The disabled writer and researcher Jenny Morris, who helped write the Labour government’s Improving the Life Chances of Disabled People white paper, said she hadn’t known her well, but she had “admired and learned from women like Maggie”.
She said: “The story of Maggie and Ken’s struggles and successes in living independently were an inspiration to me when I became disabled in 1983.
“They were an illustration of not only what individuals could do and change but also of the growing disability movement.”
In the 2019 DNS interview, Davis had spoken of how she feared that much of what she and her husband helped to achieve could be put at risk by the austerity policies of successive Conservative-led governments.
She said: “I think we all feel very proud of what we did but we are desolate about what we think we know is going to happen and that they will destroy it all.
“If no action is taken, then we could quite easily end up where we began, being incarcerated away from society, out of sight and out of the public mind.”

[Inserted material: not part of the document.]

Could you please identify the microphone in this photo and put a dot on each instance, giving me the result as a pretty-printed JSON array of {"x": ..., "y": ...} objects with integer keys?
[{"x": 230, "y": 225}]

She said she was “terrified” about whether she would continue to receive the funding she needed for 24-7 support.
“With the constant eroding of funding, I am in constant fear of this being removed and me being forced back into institutional care, which I would not allow,” she said.
“It’s just horrendous. I can see it being taken away from me and being taken away from us. Every time they come to do an assessment, they try to take a bit more off me.”
She appealed then for disabled activists to “shout their outrage from the rooftops” about the government’s austerity policies and the creeping return to segregated, institutional living.